Sierżant Robert Bales usłyszał zarzuty. Amerykański żołnierz, który przed dwoma tygodniami dokonał masakry cywilów w Afganistanie odpowie między innymi za 17 zabójstw i 6 prób popełnienia morderstwa.
O oficjalnym przedstawieniu zarzutów Robertowi Balesowi poinformowało w piątek popołudniu dowództwo amerykańskiej armii. Oprócz oskarżeń o wielokrotne zabójstwo i próby popełnienia go na kilku innych osobach, żołnierz będzie odpowiadał także za szereg innych czynów, które pozwoliły mu na dokonanie zbrodni, a którymi złamał prawo. W tym za samowolne oddalenie się z bazy.
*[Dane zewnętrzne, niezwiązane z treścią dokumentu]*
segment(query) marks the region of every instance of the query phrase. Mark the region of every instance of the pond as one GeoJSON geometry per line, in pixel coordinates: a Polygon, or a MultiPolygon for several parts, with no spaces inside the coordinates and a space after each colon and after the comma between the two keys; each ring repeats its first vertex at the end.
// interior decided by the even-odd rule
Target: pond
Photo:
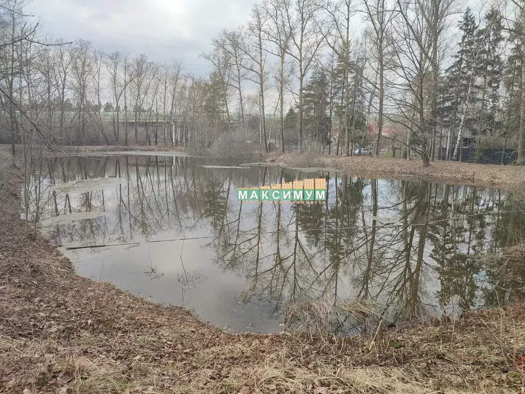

Wcześniej jego adwokat John Henry Browne stwierdził, iż zarzuty, które mogą zostać postawione jego klientowi przed sądem będą bardzo trudne do udowodnienia. - Tu nie ma dowodów od CSI. Nie ma DNA. Nie ma żadnych odcisków palców - powiedział w porannym programie "This Morning" na antenie CBS. Dodał również, że kluczowa dla śledztwa będzie tymczasem ocena stanu psychicznego żołnierza.
Zgodnie z informacjami przekazywanymi przez armię Stanów Zjednoczonych, prawo wojskowe, w świetle którego rozpatrywana będzie sprawa Balesa, w jego sytuacji przewiduje najwyższy wymiar kary nawet w postaci wyroku śmierci. Najłagodniejsza kara jaka może go czekać to tymczasem dożywotnie pozbawienie wolności.
Robert Bales usłyszał zarzuty po prawie dwóch tygodniach od zbrodni, jakiej dopuścił się na afgańskiej ziemi. Służąc w prowincji Kandahar w nocy 11 marca wykradł się z jednej z amerykańskich baz, a następnie udał do dwóch pobliskich wiosek Balandi i Alkozai, gdzie wymordował kilkunastu cywili. W tym kobiety i dzieci. Jedenaście ciał swoich ofiar miał próbować po wszystkim spalić na stosie.